The Organization of Petroleum Exporting Countries (OPEC) meeting would likely end with a decision to increase crude production levels to reduce international concerns about the high price of oil.

Meanwhile, any effort by Saudi Arabia to push for an increase in OPEC's oil output is likely to face resistance from some members as they meet to review production levels, according to the Angolan oil minister, Bloomberg has reported.

Market expectations for the OPEC meeting seem to focus on a 1 million- to 1.5 million-barrel-a-day quota increase, which would legitimize some, but not all, of the group's current overage, Canadian Imperial Bank of Commerce analyst Katherine Spector said, according to Wall Street Journal.

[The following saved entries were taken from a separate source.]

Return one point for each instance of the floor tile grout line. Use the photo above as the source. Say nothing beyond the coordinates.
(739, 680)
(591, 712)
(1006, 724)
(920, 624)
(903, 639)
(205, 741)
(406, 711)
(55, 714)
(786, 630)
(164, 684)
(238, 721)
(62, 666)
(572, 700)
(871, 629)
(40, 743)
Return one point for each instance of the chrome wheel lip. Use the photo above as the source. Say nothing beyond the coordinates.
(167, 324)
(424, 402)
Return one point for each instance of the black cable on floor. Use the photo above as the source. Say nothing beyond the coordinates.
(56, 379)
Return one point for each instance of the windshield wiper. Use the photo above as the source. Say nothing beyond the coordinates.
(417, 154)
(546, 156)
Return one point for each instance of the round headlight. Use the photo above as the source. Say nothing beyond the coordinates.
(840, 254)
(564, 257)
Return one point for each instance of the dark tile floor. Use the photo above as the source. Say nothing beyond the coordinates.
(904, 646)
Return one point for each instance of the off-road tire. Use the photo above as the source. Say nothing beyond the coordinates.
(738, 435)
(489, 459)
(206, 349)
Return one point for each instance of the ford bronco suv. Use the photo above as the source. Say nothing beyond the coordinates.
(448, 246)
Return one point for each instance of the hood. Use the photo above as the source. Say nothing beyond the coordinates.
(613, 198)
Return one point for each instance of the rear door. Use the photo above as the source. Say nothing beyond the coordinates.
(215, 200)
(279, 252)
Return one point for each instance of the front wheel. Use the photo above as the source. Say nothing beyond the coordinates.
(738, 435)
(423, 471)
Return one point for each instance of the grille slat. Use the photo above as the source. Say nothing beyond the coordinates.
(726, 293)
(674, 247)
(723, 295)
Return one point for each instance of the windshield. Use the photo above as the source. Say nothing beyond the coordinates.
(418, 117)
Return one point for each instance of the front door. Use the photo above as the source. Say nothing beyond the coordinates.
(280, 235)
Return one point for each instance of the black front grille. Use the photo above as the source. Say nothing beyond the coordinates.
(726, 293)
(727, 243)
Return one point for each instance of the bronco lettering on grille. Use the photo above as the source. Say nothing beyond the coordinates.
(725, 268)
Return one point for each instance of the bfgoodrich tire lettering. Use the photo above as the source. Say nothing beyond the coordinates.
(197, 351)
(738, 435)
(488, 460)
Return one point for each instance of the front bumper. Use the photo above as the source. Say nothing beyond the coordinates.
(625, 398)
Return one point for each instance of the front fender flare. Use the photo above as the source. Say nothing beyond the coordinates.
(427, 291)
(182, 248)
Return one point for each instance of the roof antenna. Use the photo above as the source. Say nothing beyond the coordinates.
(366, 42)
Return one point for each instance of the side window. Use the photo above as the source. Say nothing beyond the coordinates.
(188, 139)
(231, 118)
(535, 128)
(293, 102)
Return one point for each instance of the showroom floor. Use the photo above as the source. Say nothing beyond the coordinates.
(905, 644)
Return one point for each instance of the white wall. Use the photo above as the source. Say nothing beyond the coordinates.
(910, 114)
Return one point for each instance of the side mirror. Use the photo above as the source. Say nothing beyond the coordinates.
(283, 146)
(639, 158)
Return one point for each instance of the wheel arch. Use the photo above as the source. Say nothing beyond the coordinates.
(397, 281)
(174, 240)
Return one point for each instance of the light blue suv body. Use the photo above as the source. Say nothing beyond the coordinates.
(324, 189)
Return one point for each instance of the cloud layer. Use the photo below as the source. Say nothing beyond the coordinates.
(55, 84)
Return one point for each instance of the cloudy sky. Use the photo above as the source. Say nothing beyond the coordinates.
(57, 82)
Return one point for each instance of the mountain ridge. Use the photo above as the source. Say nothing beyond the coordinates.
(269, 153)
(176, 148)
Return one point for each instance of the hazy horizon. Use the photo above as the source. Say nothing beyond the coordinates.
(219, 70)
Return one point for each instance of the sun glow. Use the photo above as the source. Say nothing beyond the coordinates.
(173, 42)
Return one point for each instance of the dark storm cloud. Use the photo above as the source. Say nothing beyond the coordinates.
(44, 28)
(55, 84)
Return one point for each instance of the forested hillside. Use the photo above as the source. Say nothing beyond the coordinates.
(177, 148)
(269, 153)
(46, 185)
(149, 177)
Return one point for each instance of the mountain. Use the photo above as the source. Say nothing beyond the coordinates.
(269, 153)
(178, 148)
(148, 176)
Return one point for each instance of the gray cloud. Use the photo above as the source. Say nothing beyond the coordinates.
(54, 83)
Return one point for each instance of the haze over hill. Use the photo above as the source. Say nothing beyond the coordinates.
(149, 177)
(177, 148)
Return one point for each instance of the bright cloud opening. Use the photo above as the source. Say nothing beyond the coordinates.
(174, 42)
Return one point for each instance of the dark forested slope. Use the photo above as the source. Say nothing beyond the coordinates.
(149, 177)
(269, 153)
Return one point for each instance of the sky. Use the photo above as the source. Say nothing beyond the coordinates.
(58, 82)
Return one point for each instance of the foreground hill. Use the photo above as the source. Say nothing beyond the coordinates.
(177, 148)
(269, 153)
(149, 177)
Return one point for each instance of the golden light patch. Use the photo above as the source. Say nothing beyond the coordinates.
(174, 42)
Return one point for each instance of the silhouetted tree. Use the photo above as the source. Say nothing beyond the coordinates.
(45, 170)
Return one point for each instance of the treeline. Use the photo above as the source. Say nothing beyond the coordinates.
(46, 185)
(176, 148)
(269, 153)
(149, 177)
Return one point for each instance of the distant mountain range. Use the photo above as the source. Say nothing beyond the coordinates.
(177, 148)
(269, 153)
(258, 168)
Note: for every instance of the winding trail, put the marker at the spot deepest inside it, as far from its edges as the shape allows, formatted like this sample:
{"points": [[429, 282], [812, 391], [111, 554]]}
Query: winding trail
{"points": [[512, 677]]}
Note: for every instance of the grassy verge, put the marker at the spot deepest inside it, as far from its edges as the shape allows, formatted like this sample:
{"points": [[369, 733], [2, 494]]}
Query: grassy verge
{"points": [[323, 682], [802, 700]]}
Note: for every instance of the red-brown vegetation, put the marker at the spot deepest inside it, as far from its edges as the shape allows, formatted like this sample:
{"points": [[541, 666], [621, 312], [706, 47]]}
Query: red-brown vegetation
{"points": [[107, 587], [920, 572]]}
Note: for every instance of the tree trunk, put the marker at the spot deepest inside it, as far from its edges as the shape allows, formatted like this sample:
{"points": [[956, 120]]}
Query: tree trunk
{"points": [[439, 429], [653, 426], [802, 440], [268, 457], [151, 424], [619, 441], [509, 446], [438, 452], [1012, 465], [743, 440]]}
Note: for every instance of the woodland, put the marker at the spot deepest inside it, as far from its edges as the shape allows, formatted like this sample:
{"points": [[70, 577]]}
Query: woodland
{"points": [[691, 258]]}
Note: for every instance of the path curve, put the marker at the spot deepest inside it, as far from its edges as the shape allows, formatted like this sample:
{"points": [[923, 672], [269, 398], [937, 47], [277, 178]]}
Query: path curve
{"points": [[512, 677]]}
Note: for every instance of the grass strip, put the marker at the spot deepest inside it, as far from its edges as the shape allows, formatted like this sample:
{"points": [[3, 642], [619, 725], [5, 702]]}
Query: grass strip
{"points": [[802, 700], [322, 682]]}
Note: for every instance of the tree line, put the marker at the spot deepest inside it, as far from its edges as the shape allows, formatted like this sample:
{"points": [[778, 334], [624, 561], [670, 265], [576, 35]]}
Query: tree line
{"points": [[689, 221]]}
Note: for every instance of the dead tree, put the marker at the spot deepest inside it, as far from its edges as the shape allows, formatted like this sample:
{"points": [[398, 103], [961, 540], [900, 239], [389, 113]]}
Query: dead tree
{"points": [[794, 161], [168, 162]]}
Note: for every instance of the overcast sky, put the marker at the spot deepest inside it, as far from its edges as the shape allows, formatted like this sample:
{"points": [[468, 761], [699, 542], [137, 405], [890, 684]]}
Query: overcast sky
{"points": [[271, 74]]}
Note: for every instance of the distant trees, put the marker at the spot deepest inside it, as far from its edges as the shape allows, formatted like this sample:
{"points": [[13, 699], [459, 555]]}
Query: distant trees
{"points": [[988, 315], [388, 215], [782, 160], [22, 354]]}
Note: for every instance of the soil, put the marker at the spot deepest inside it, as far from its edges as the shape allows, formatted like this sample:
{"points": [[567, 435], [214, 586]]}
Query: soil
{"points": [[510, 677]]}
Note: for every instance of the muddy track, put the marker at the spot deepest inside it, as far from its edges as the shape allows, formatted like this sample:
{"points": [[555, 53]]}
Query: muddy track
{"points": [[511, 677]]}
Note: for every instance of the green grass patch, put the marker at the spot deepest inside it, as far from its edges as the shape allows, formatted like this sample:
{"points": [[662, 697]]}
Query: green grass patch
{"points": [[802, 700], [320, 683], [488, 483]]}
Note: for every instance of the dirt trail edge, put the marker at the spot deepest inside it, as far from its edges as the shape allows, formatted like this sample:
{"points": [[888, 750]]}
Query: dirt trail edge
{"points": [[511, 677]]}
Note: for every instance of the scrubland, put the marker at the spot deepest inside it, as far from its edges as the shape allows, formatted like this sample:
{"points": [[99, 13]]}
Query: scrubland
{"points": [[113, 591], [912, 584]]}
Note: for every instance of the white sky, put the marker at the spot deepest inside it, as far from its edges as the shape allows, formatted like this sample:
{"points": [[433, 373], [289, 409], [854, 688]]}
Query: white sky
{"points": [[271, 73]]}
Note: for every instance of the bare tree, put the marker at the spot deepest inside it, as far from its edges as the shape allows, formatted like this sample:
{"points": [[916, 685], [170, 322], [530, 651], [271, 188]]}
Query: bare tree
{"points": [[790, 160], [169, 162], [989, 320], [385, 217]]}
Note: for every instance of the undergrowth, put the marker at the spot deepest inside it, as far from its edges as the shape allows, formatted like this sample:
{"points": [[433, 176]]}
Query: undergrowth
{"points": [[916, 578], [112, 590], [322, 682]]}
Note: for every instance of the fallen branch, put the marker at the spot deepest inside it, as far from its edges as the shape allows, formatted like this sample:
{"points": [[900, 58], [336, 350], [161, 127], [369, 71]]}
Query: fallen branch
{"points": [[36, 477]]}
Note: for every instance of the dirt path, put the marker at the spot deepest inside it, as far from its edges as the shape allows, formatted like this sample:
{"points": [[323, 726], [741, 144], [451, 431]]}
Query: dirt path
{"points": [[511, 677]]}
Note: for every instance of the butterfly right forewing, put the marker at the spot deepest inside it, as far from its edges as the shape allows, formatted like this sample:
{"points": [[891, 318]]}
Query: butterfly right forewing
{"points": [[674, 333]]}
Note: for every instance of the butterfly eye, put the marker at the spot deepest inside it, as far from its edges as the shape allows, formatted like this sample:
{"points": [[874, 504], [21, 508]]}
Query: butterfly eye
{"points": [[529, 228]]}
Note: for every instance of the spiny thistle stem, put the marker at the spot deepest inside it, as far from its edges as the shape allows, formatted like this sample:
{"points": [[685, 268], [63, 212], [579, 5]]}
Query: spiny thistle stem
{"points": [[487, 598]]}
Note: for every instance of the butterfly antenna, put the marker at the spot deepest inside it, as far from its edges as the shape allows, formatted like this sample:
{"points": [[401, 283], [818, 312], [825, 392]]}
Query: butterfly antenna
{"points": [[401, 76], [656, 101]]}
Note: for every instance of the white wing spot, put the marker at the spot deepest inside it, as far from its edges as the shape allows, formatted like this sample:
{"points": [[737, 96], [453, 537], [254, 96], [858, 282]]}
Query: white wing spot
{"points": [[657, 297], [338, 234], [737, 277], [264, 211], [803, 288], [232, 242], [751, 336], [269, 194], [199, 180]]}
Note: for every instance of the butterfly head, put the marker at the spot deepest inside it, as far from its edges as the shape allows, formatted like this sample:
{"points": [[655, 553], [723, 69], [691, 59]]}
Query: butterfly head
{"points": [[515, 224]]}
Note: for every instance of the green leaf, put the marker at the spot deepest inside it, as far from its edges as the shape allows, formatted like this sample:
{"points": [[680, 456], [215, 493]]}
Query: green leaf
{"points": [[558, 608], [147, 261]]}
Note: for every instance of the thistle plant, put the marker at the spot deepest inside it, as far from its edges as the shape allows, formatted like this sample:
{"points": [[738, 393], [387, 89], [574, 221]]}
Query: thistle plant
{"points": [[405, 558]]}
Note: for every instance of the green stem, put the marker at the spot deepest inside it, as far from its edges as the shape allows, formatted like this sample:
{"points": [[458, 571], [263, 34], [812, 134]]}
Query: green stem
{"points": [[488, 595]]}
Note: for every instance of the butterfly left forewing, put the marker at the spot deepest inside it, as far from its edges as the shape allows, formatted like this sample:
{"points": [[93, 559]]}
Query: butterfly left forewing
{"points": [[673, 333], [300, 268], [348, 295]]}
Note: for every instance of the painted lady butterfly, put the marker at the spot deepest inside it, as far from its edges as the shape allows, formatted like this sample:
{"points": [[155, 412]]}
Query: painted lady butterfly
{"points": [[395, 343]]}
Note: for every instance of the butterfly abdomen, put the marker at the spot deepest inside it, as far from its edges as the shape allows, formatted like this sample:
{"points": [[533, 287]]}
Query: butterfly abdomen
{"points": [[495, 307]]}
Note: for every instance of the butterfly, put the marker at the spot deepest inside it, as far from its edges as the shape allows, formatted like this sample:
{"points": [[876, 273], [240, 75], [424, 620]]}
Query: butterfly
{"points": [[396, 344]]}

With production already some 2.3 million barrels a day over existing quotas anyway, the gesture of formalizing additional output would be politically prudent in light of the International Energy Agency's strongly worded call for more supply, Spector said.

OPEC, which pumps 40 percent of the world’s crude, will raise its official ceiling on output for the first time since 2008, a Gulf delegate told Bloomberg yesterday.

U.S. crude for July delivery dropped as much as 80 cents to $98.43 a barrel in electronic trading on the New York Mercantile Exchange and was at $98.32 at 6.14 am EST.

OPEC is likely to increase its target by as much as 1.5 million barrels a day, Michael Wittner, the head of oil-market research at Societe Generale SA in New York, told Bloomberg yesterday. Morgan Stanley also forecast an increase of 1.5 million barrels, starting this summer.

Iran, the group’s second-biggest producer, has historically taken a hard line on oil prices, and its OPEC Governor Mohammad Ali Khatibi said on June 6 that his country would argue against raising output. There is no need to increase production at this time, Khatibi said, according to the Xinhua news agency yesterday.

OPEC is meeting as the fighting in Libya has shut off most of the output from Africa’s third-largest producer. A rebellion against Libyan leader Muammar Qaddafi has cut shipments from the North African country by almost 90 percent, according to Bloomberg estimates.